The system, similar to Uber’s surge-pricing model, sees the prices rise in tandem with demand. Problematically, however, the prices also go up in line with speculative tickets being sold by tours for huge mark-ups. That is in no way reflective of actual demand, but it is forcing the prices to go sky high.
For its part, Ticketmaster argues that the process allows fans an opportunity to “safely buy official tickets for the events they love, right up to the date of the show”.

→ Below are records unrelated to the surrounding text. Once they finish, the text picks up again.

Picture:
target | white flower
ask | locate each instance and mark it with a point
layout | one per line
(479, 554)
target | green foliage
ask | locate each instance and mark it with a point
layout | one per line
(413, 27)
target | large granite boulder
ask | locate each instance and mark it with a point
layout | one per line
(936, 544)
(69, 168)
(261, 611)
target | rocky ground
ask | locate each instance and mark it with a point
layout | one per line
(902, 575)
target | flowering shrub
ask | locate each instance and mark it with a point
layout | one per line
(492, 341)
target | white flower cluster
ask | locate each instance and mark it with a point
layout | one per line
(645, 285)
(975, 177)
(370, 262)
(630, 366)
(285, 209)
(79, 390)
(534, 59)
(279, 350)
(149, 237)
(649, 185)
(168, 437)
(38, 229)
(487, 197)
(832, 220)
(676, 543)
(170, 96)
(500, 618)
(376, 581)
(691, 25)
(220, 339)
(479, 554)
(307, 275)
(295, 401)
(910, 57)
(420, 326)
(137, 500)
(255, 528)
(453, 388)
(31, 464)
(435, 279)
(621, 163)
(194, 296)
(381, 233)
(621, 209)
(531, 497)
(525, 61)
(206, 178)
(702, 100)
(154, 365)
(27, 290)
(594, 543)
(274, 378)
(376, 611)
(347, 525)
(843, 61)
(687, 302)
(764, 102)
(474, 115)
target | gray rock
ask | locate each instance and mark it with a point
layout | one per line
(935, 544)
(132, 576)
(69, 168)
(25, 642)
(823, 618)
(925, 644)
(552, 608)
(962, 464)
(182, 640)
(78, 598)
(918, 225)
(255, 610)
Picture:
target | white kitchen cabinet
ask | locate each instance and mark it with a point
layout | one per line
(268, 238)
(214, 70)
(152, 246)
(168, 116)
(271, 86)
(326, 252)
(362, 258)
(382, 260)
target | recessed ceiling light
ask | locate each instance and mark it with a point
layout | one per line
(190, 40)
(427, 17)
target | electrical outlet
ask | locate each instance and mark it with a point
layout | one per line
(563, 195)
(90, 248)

It may sound good in theory, yet the subtext is barely disguised: we’ll protect you from the risk of buying through unofficial touts, but we’ll still charge you prices similar to what they would have.
In theory, it is possible to obtain cheaper tickets in the hours and days before a show, if there is sufficient capacity remaining, but what kind of way is that to cater to ordinary working folk who simply want to see their favourite act in the flesh?
The same price hikes occurred after tickets went on sale recently for Bruce Springsteen’s eagerly anticipated show in Edinburgh next summer. Having originally gone on sale for a reasonable £73, basic briefs at the back of Murrayfield quickly commanded an asking price of more than £500, a near-sevenfold increase.
In the wake of fan protests in the US, where Ticketmaster’s dynamic pricing system saw some tickets for The Boss advertised for £3,300, Springsteen’s manager, John Landau, defended the strategy, insisting that the “true average ticket price” remained around £220.
It was, and remains, a tone deaf response to the concerns of genuine fans. How can it be possible that in order to attend a gig, the total outlay for someone booking travel and a hotel room is not dissimilar to the price of a modest family holiday?
Even before the spike in inflation and the deepening cost-of-living crisis, such prices were unconscionable. Now, they simply beggar belief.
It is not just live music that is falling victim to this blatant rip-off. Dynamic pricing is increasingly commonplace at major sporting events, too. Only last month, organisers of the British Grand Prix at Silverstone apologised to motorsports fans and promised a “root and branch review” of its ticketing plans after a shambolic general sale.
Unprecedented demand on its website caused price increases that were expected to be implemented over a period of weeks to be applied in a matter of hours. It meant that in the time it took some fans to select their tickets and pay for them, the price they saw on-screen had increased by as much as £70.
Indeed, this rapidly changing variable price system even transcends the events business. Their use by travel firms and airlines is already widespread, and thanks to the ever increasing use of artificial intelligence, pricing and promotions are being adjusted by retailers almost in real time.
The online shopping giant, Amazon, has led the way on this, using machine learning, personal data, and demand surges to reprice millions of items as frequently as every few minutes. Sometimes, this is to the advantage of consumers, such as when a price is slashed when a competitor announces a discount or promotion.
Often, however, it looks like little more than price gouging to take advantage of not just demand, but panic and desperation. During the pandemic, the Unite union accused Amazon of “exploitative abuse of its dominance” by holding a near-monopoly on some home-delivered products which saw their prices jump dramatically.
It is perhaps inevitable that live music has become the next fluctuating commodity, and in truth, it is not surprising to see prices rise in the wake of the pandemic. Putting on a big stadium show is a notoriously expensive business, and Brexit-related issues with supply chains and shortages of skilled crew have driven costs up.
Even so, the increases are neither proportionate nor defensible, and the rationale behind them is inexcusable. It has reached the stage where working class audiences are being denied the chance to see the acts they love.
It may take the sight of row after row of empty seats to change the minds of artists and promoters who persist with this pricing model. It is a fundamentally broken business model, and the sooner it is fixed, the better.